The strength and timing of daily tidal current is key to finding fish feeding around the pass as the morning outgoing tide dictates when these fish are feeding best, especially in the channel along the rock jetties. When the current is strongest, fish often hunker down behind large rocks and wait in ambush as food is swept to them. This is when lures are most effective.
Once the current speed slows around mid day, fish are freer to venture around in search of food. So a light tackle presentation of drifting or free lining live shrimp with minimal weight in the slower current can be most productive.
This covers more water and gets the attention of hungry predatory fish. Of course there are still plenty of non-target species in varying abundance like pigfish, pinfish, striped burrfish, and mangrove snapper. But that is always a part of using live bait, especially live shrimp. Look for current speeds to be slower and of shorter duration around the NEAP tide November 22nd.

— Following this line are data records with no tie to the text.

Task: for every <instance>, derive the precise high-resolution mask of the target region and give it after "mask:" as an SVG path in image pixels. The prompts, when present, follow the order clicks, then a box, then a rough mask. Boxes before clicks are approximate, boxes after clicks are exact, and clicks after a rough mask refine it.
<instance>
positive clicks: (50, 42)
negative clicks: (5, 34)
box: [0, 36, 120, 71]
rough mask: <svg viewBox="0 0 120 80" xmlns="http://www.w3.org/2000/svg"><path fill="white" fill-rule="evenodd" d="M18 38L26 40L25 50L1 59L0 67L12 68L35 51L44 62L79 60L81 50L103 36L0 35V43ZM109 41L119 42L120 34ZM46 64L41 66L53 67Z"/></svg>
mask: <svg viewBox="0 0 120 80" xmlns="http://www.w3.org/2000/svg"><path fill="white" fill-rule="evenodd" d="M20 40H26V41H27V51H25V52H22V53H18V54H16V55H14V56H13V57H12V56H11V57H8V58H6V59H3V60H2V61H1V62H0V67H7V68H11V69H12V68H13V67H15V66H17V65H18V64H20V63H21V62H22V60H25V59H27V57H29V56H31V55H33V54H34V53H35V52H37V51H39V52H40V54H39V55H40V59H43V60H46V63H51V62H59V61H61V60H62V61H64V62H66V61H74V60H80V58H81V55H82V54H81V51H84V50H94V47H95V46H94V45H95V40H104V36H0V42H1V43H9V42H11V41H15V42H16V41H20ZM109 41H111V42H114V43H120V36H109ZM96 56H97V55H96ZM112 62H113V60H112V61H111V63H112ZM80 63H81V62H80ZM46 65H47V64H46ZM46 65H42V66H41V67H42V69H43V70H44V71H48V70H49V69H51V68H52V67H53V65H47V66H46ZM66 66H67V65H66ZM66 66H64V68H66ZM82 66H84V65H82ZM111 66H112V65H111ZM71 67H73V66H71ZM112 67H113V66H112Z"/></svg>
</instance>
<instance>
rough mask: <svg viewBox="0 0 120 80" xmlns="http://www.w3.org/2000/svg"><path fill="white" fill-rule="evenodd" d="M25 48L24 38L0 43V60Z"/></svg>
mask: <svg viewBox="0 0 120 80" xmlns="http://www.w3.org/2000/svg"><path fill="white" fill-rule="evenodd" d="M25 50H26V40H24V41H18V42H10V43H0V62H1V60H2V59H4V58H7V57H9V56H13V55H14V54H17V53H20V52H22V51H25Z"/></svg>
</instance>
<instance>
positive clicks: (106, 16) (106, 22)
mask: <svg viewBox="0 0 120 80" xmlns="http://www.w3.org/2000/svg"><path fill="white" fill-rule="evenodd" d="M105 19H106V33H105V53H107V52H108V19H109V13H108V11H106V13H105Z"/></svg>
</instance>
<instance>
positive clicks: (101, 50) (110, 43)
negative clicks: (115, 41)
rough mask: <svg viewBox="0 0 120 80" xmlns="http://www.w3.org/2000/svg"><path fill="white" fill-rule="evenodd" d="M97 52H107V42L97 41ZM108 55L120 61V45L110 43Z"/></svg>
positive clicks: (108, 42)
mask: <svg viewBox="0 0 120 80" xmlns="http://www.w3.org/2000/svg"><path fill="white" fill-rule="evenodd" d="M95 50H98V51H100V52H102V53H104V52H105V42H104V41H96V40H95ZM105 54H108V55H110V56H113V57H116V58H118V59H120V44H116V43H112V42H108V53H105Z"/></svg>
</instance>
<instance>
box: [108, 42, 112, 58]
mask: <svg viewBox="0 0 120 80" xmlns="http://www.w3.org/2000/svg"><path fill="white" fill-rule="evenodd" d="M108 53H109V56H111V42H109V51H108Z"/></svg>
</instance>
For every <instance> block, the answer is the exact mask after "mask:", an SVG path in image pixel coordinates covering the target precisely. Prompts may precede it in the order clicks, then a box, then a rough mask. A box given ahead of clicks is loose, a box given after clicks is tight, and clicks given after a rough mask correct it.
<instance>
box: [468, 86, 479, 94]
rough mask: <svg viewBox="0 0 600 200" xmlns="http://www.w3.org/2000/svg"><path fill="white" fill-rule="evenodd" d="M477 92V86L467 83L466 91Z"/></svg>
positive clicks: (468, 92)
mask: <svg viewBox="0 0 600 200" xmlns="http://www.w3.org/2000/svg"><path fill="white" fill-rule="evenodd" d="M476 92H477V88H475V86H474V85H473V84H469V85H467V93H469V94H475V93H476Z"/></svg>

Beach anglers can still find whiting (Gulf and Northern kingfish) and pompano in the surfzone from Perdido Key to Fort Morgan, though some may be dodging the active beach dredging in Gulf Shores. Lately pompano fishers casting far out from the beach have been having good luck with green colored, shrimp flavored Fishbites on double drop pompano rigs.
Be prepared to experiment with different rigs, baits, and casting distances to find the feeding zone and what the pompano like from day to day. Water clarity plus the amount of sunlight play a huge role in determining what the pompano will bite on, so experimentation is key to success.

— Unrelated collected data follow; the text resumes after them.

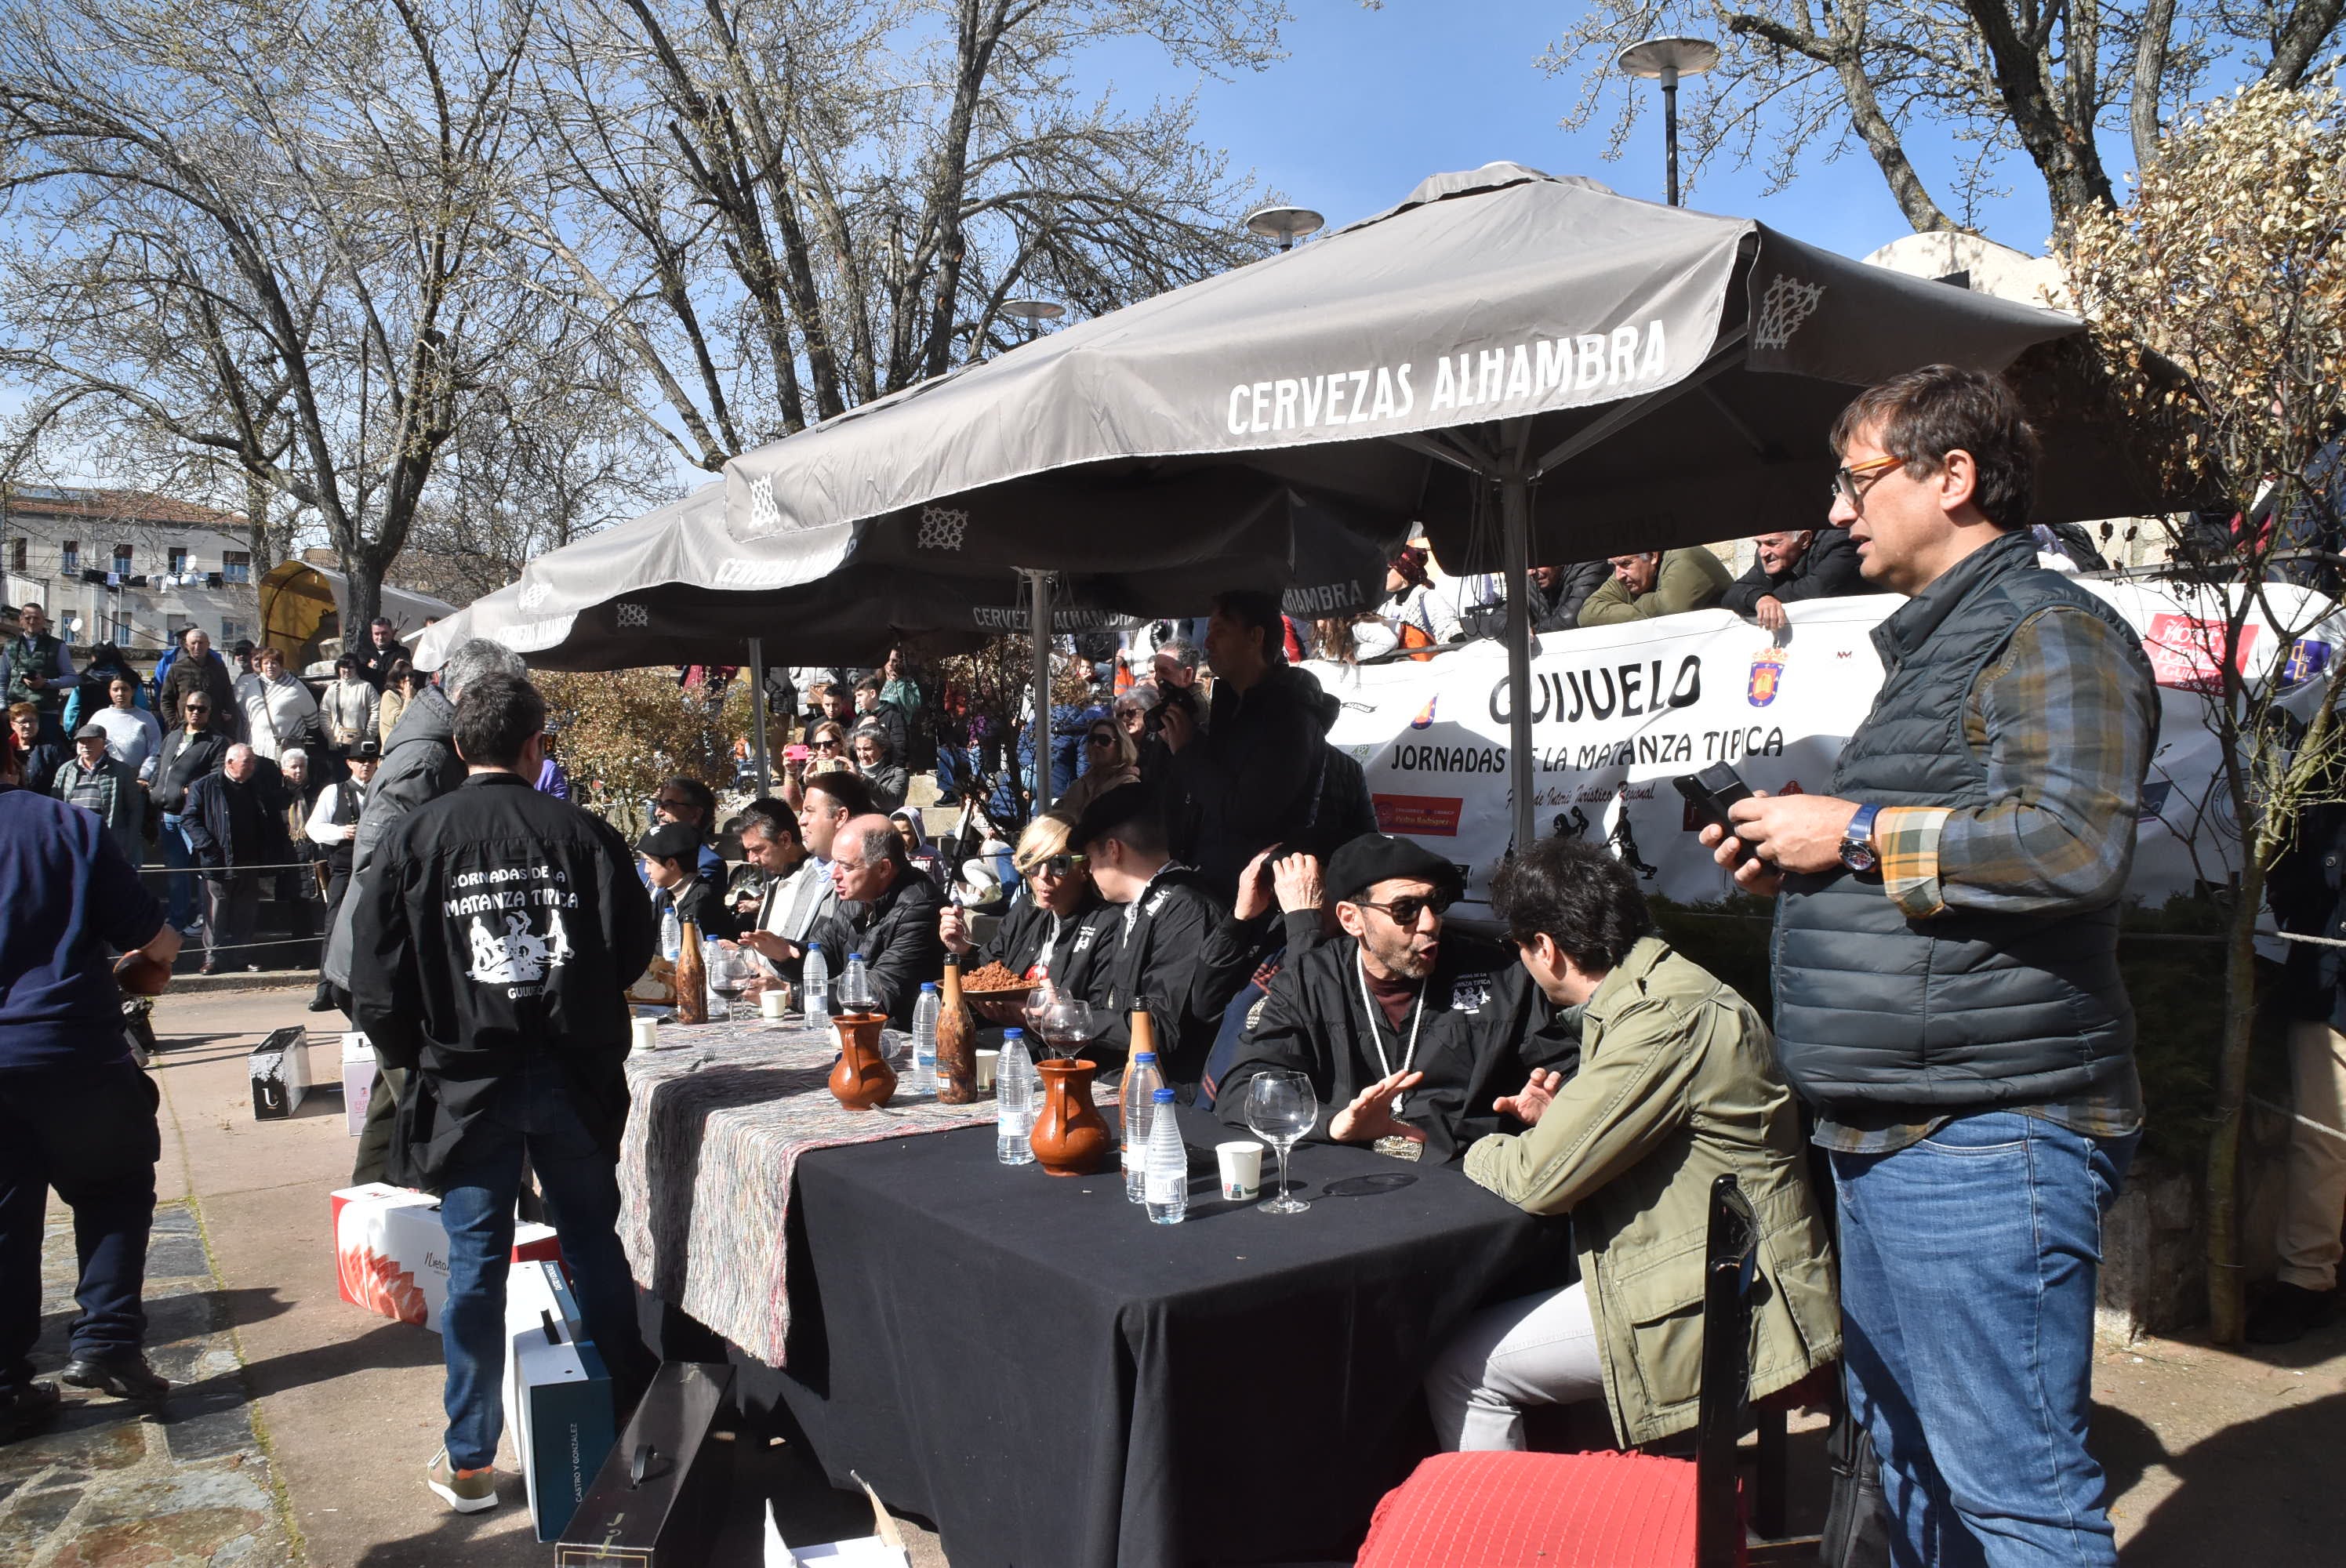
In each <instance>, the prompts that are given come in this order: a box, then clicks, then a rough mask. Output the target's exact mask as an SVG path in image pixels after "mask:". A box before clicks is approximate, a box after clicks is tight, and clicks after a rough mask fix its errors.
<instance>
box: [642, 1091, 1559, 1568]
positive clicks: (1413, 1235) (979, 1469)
mask: <svg viewBox="0 0 2346 1568" xmlns="http://www.w3.org/2000/svg"><path fill="white" fill-rule="evenodd" d="M669 1082H678V1080H669ZM680 1082H690V1080H680ZM636 1091H638V1106H636V1115H647V1113H650V1110H657V1101H659V1096H662V1094H664V1091H666V1087H664V1084H662V1082H647V1080H638V1084H636ZM645 1101H650V1106H647V1103H645ZM744 1120H746V1117H725V1115H704V1117H699V1124H701V1127H704V1131H706V1136H704V1143H701V1145H699V1148H694V1150H692V1153H690V1160H687V1155H685V1150H683V1148H680V1145H678V1143H676V1141H673V1138H671V1141H666V1148H669V1153H666V1155H664V1157H659V1160H652V1162H650V1164H645V1162H640V1160H638V1162H636V1164H633V1167H631V1169H624V1171H622V1178H624V1181H629V1183H640V1185H645V1188H647V1192H631V1195H629V1202H650V1204H652V1207H659V1204H662V1202H676V1195H673V1188H676V1185H678V1183H685V1185H687V1188H690V1183H694V1181H701V1183H704V1185H706V1174H708V1171H711V1169H725V1167H727V1164H730V1162H734V1160H737V1157H739V1150H730V1148H725V1143H727V1136H730V1134H727V1129H730V1127H734V1124H739V1122H744ZM1182 1136H1185V1141H1187V1143H1189V1150H1192V1207H1189V1218H1187V1223H1182V1225H1150V1223H1147V1218H1145V1214H1143V1209H1140V1207H1138V1204H1128V1202H1126V1199H1124V1181H1121V1174H1117V1171H1110V1174H1103V1176H1093V1178H1051V1176H1046V1174H1044V1171H1042V1169H1039V1167H1002V1164H997V1162H995V1138H992V1129H990V1127H964V1129H960V1131H934V1134H927V1136H903V1138H887V1141H880V1143H861V1145H854V1148H816V1150H809V1153H805V1155H802V1157H798V1160H795V1185H793V1190H791V1192H788V1221H786V1225H774V1230H784V1232H786V1235H784V1237H781V1242H784V1246H786V1249H788V1296H791V1312H788V1345H786V1354H784V1357H781V1359H784V1361H786V1366H779V1368H777V1366H772V1364H767V1361H760V1359H758V1357H751V1354H746V1352H744V1350H739V1345H734V1347H732V1352H730V1354H732V1359H734V1361H737V1364H741V1368H744V1376H741V1385H739V1387H741V1390H744V1394H746V1401H748V1404H751V1406H753V1411H751V1413H753V1415H758V1413H772V1415H779V1418H781V1420H784V1425H791V1427H795V1430H798V1434H802V1437H805V1439H807V1441H809V1444H812V1448H814V1453H816V1455H819V1458H821V1462H823V1467H826V1472H828V1474H830V1479H833V1481H835V1483H840V1486H849V1483H852V1481H849V1469H852V1472H856V1474H861V1476H863V1479H866V1481H870V1483H873V1486H875V1488H877V1491H880V1495H882V1498H884V1500H887V1502H891V1505H894V1507H901V1509H908V1512H915V1514H922V1516H927V1519H934V1521H936V1526H938V1530H941V1535H943V1545H945V1554H948V1556H950V1561H952V1563H955V1568H997V1566H999V1568H1011V1566H1016V1568H1056V1566H1060V1563H1067V1566H1098V1568H1110V1566H1119V1563H1121V1566H1138V1568H1154V1566H1171V1563H1250V1561H1253V1563H1260V1561H1297V1559H1311V1556H1321V1559H1333V1556H1351V1549H1354V1547H1356V1545H1358V1540H1361V1533H1363V1530H1365V1526H1368V1514H1370V1509H1372V1507H1375V1502H1377V1498H1379V1495H1382V1493H1384V1491H1386V1488H1389V1486H1391V1483H1396V1481H1398V1479H1401V1476H1403V1474H1405V1472H1408V1465H1410V1462H1412V1460H1415V1458H1417V1455H1419V1453H1422V1448H1424V1441H1426V1437H1429V1434H1426V1427H1424V1415H1422V1401H1419V1380H1422V1376H1424V1371H1426V1364H1429V1361H1431V1354H1433V1350H1436V1347H1438V1345H1440V1343H1443V1338H1445V1336H1447V1333H1450V1331H1452V1329H1455V1326H1457V1324H1459V1322H1462V1319H1464V1317H1466V1314H1469V1312H1471V1310H1473V1307H1476V1305H1480V1303H1485V1300H1492V1298H1497V1296H1504V1293H1511V1291H1523V1289H1537V1286H1541V1284H1555V1282H1558V1279H1560V1277H1562V1270H1565V1256H1567V1232H1565V1228H1562V1223H1553V1221H1534V1218H1530V1216H1525V1214H1520V1211H1516V1209H1513V1207H1508V1204H1504V1202H1499V1199H1497V1197H1492V1195H1490V1192H1485V1190H1480V1188H1476V1185H1473V1183H1469V1181H1466V1178H1464V1176H1462V1174H1459V1171H1457V1169H1447V1167H1424V1164H1403V1162H1394V1160H1386V1157H1382V1155H1375V1153H1370V1150H1363V1148H1321V1145H1314V1148H1304V1150H1302V1155H1300V1160H1297V1169H1300V1174H1302V1181H1300V1183H1297V1192H1300V1195H1302V1197H1309V1199H1311V1204H1314V1207H1311V1211H1309V1214H1300V1216H1269V1214H1260V1211H1255V1207H1253V1204H1225V1202H1222V1199H1220V1197H1215V1178H1213V1153H1211V1150H1213V1143H1215V1141H1220V1138H1222V1136H1227V1131H1225V1129H1222V1127H1220V1124H1218V1122H1213V1120H1211V1117H1208V1115H1203V1113H1196V1110H1185V1113H1182ZM732 1190H734V1192H741V1190H744V1188H741V1185H739V1183H734V1185H732ZM777 1197H779V1195H777ZM687 1202H690V1199H687ZM772 1218H774V1216H760V1214H758V1211H748V1209H744V1211H737V1214H727V1216H725V1225H746V1228H753V1230H755V1228H758V1225H760V1223H769V1221H772ZM690 1235H694V1237H697V1239H701V1237H708V1235H711V1216H706V1214H701V1216H694V1218H692V1225H690ZM751 1244H758V1242H755V1239H751ZM772 1244H774V1237H772V1235H767V1237H762V1246H772ZM697 1265H699V1261H697ZM657 1272H664V1270H657V1268H655V1270H647V1268H645V1261H643V1258H638V1277H645V1275H657ZM678 1319H680V1314H669V1326H671V1329H676V1326H678ZM664 1352H669V1354H706V1345H676V1343H671V1345H664Z"/></svg>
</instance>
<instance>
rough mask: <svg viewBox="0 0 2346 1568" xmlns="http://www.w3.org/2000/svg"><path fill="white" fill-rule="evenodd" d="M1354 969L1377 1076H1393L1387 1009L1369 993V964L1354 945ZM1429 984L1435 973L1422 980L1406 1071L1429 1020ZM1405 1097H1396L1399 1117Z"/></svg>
mask: <svg viewBox="0 0 2346 1568" xmlns="http://www.w3.org/2000/svg"><path fill="white" fill-rule="evenodd" d="M1351 972H1354V974H1356V976H1358V979H1361V1007H1365V1009H1368V1038H1370V1042H1372V1045H1375V1047H1377V1077H1391V1075H1394V1063H1389V1061H1386V1059H1384V1009H1382V1007H1377V998H1375V995H1370V993H1368V965H1365V962H1361V951H1358V948H1354V953H1351ZM1429 984H1431V976H1426V981H1422V984H1419V986H1417V1007H1412V1009H1410V1047H1408V1049H1405V1052H1401V1070H1403V1073H1408V1070H1410V1061H1412V1059H1415V1056H1417V1026H1419V1023H1424V1021H1426V986H1429ZM1394 1035H1396V1038H1398V1035H1401V1030H1398V1028H1396V1030H1394ZM1405 1099H1408V1096H1405V1094H1396V1096H1394V1115H1396V1117H1398V1115H1401V1108H1403V1101H1405Z"/></svg>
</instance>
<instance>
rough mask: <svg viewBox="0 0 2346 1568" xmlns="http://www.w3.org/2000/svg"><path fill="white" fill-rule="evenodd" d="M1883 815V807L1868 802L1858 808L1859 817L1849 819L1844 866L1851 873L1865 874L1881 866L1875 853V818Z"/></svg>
mask: <svg viewBox="0 0 2346 1568" xmlns="http://www.w3.org/2000/svg"><path fill="white" fill-rule="evenodd" d="M1877 815H1881V805H1879V803H1874V800H1867V803H1865V805H1860V807H1858V815H1856V817H1851V819H1849V829H1846V831H1844V833H1842V864H1844V866H1849V869H1851V871H1858V873H1865V871H1872V869H1874V866H1879V864H1881V857H1879V854H1877V852H1874V817H1877Z"/></svg>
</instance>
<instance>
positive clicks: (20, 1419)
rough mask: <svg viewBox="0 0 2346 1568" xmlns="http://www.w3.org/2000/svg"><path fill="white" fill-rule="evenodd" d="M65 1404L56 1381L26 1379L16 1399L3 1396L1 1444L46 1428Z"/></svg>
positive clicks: (0, 1419)
mask: <svg viewBox="0 0 2346 1568" xmlns="http://www.w3.org/2000/svg"><path fill="white" fill-rule="evenodd" d="M63 1404H66V1399H63V1394H59V1392H56V1385H54V1383H26V1385H23V1390H21V1392H19V1394H16V1397H14V1399H0V1444H14V1441H16V1439H19V1437H33V1434H35V1432H40V1430H45V1427H47V1425H49V1422H54V1420H56V1411H59V1408H63Z"/></svg>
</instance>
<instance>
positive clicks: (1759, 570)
mask: <svg viewBox="0 0 2346 1568" xmlns="http://www.w3.org/2000/svg"><path fill="white" fill-rule="evenodd" d="M1867 592H1872V589H1867V587H1865V577H1863V575H1858V542H1856V540H1853V538H1849V530H1846V528H1823V530H1818V528H1783V530H1776V533H1762V535H1759V538H1755V540H1752V566H1750V570H1748V573H1743V575H1741V577H1736V580H1734V582H1729V584H1727V594H1724V596H1722V599H1720V608H1727V610H1734V613H1736V615H1743V617H1745V620H1755V622H1759V624H1762V627H1764V629H1767V631H1783V629H1785V624H1788V620H1785V613H1783V608H1785V606H1788V603H1799V601H1804V599H1844V596H1849V594H1867Z"/></svg>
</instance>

When the Gulf is calm and clear, ghost shrimp are often the best bait to entice wary pompano. That is when presenting these soft baits on a Fishfinder rig or Carolina rig often garners more bites from pompano than the conventional double drop pompano rigs. Just be sure to use Magic Thread to secure fragile baits onto the hook, and check your bait every 10 to 15 minutes. Fresh baits will get more attention from pompano along with other game fish as the water gets cooler. Even much larger “bull” redfish and black drum won’t hesitate to eat these tasty morsels. Like one old fisherman said “Elephants eat peanuts, don’t they.”
The Intercoastal Waterway offers more shoreline venues for anglers to target black drum using pieces of crab fished on the bottom. Crabs are a favorite food for black and red drum this time of year, as the small menhaden and other finfish vacate the chillier back waters in favor of the relatively warmer and deeper Gulf. The bite is not as active as last month, but still fairly dependable. Though there may be days with little to no action depending on current, water clarity, salinity and other factors. Just keep trying different spots at different times of day (or night) until you can identify a pattern.
Sheepshead, redfish and speckled trout can be caught on live shrimp in the Canal at times too. Sheepshead especially hold close to hard structures like barnacle encrusted pilings and rock rip-rap. A light presentation is key, as is patience to seek out good locations holding fish. But the rewards can be bringing home several fine eating sheepshead!